Receptors are specialized sensory organs that register physical and chemical changes in the external and internal environment of the organism and convert (transduce) them into the electrical impulses that are processed by the nervous system. They are found at the peripheral end of afferent nerve fibers. Some receptors inform the body about changes in the nearby external environment (exteroceptors) or in the distant external environment (teleceptors, such as the eye and ear). Proprioceptors, such as the labyrinth of the inner ear, convey information about the position and movement of the head in space, tension in muscles and tendons, the position of the joints, the force needed to carry out a particular movement, and so on. Finally, processes within the body are reported on by enteroceptors, also called visceroceptors (including osmoceptors, chemoceptors, and baroceptors, among others). Each type of receptor responds to a stimulus of the appropriate, specific kind, provided that the intensity of the stimulus is above threshold.
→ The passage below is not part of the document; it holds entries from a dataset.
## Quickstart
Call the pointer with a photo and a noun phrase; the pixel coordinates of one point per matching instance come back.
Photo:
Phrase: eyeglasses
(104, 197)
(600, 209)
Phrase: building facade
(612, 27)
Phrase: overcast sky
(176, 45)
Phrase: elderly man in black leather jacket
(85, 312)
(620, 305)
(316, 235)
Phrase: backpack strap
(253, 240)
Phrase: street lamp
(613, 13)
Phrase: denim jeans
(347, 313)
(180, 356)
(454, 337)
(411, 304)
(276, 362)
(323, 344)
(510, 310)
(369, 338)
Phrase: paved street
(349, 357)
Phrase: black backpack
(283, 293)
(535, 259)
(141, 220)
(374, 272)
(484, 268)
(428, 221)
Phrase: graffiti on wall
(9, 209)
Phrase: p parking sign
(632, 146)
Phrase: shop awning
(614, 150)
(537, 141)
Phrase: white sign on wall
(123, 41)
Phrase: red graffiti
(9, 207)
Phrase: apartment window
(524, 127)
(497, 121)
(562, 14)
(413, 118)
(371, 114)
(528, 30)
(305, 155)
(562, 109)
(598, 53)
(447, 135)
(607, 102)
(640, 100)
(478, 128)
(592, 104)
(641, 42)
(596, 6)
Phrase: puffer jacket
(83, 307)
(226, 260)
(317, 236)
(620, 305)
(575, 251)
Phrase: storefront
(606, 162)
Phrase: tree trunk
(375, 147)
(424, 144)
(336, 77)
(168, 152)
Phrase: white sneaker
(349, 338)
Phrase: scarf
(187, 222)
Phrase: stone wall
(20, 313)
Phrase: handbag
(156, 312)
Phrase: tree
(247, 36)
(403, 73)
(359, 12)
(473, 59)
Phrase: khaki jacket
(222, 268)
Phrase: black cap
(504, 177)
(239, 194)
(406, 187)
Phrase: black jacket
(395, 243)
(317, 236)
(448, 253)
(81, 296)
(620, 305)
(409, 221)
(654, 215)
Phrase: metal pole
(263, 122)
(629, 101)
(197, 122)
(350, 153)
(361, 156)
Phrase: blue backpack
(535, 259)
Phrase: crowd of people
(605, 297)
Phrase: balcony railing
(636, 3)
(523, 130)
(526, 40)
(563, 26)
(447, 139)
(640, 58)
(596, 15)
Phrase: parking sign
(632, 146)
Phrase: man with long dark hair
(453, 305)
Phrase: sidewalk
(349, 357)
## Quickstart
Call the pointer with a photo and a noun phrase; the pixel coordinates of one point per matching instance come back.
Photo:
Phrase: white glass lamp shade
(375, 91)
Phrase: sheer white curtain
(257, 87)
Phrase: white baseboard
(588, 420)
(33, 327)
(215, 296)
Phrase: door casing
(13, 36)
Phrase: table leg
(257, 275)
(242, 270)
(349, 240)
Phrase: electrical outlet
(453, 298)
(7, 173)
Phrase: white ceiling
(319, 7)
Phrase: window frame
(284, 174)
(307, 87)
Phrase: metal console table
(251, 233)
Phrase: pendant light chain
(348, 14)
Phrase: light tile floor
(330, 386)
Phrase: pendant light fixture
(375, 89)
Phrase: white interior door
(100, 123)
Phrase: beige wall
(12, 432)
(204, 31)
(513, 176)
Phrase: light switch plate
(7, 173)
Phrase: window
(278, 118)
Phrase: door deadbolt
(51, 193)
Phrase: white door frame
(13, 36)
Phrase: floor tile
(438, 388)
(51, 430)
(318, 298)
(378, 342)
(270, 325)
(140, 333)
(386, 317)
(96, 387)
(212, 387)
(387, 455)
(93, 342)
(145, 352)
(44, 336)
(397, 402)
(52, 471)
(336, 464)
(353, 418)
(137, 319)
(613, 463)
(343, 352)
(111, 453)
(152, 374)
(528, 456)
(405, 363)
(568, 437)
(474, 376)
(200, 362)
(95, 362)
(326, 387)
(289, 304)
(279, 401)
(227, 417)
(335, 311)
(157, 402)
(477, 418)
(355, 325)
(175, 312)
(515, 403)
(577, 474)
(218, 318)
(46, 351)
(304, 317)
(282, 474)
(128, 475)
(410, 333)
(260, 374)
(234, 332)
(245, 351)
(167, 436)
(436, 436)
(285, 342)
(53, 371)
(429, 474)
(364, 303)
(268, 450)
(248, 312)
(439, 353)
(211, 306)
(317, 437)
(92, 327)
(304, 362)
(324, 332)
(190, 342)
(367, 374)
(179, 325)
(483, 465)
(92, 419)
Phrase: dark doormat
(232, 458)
The encapsulated, differentiated end organs are probably mainly responsible for the mediation of epicritic sensory modalities such as fine touch, discrimination, vibration, pressure, and so forth, while the free nerve endings mediate protopathic modalities such as pain and temperature. The evidence for this functional distinction is incomplete, however (see below).
Various receptor organs of the skin and its appendages are depicted in ▶Fig. 2.1, including mechanoreceptors (for touch and pressure), thermoreceptors (for warm and cold), and nociceptors (for pain). These receptors are located mainly in the zone between the epidermis and the connective tissue. Many of these receptors are operated by TRP ion channels, which constitute a large family of molecular sensors of a large variety of stimuli including temperature and mechanical stress. The skin can thus be regarded as a sensory organ that covers the entire body.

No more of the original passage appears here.